Recent discoveries of new mechanisms of UFA synthesis and regulation suggests that studies of diverse bacteria will give rise to additional mechanisms that may involve new chemistry, some of which may be of biotechnological importance. Although not discussed in this review, the cis double bonds of bacterial phospholipids are not sacrosanct; the bonds can be modified and altered. A very common modification is conversion of cis double bonds of membrane phospholipids to cis cyclopropanes. The methylene donor is S-adenosylmethionine and the conversion is catalyzed by cyclopropane fatty acid synthase, a soluble protein. The cyclopropane-modified phospholipids have similar physical properties to the UFA phospholipids from which they are derived, although the cyclopropane-modified membranes are less permeable and play a key role in resistance to acid stress. A recent review of cyclopropane fatty acid synthesis has appeared [5].

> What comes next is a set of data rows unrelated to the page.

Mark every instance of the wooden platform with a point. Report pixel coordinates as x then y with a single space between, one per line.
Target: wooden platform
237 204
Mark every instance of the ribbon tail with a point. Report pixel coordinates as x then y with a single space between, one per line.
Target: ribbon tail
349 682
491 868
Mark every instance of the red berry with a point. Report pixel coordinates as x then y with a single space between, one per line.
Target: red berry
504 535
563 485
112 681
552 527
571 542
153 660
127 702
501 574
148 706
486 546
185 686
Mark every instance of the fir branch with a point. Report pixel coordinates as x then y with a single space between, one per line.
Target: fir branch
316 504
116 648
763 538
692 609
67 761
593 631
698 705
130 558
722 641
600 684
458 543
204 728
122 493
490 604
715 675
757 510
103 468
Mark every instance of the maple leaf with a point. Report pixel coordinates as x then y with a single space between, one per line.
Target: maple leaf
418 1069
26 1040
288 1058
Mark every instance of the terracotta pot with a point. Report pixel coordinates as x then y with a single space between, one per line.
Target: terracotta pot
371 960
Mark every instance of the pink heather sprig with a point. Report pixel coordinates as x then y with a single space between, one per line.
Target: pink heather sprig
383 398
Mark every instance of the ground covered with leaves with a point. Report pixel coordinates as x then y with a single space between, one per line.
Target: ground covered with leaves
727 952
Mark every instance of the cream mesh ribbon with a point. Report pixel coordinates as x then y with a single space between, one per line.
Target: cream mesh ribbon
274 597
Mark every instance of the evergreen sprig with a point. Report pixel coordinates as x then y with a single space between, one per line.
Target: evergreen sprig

A much less common modification is conversion of cis-UFA into their trans isomers (trans-UFA) without changing the position of the double bond. Phospholipid acyl chains are the substrates of the cis-trans isomerization reaction which is catalyzed by a large soluble protein containing a covalent heme. This reaction has been found in diverse Gram-negative bacteria where it is reported to play roles in coping with temperature increase, presence of organic solvents and heavy metals (reviewed in [122]). However, a recent exception to Gram-negative bacteria is E. faecalis, a gram positive Firmicute, which has been shown to contain low levels of trans-UFA made by isomerization of cis-unsaturated phospholipid acyl chains [123]. E. faecalis lacks a homologue of the Gram-negative cis-trans isomerase.

Highlights.

• Function of unsaturated fatty acyl chains in phospholipid bilayers

• Discovery of unsaturated fatty acids and their modes of synthesis.

• Interactions of key enzymes with acylated acyl carrier proteins (ACPs).

• Regulation of the unsaturated fatty acid synthesis pathways The author declares no conflicts of interest.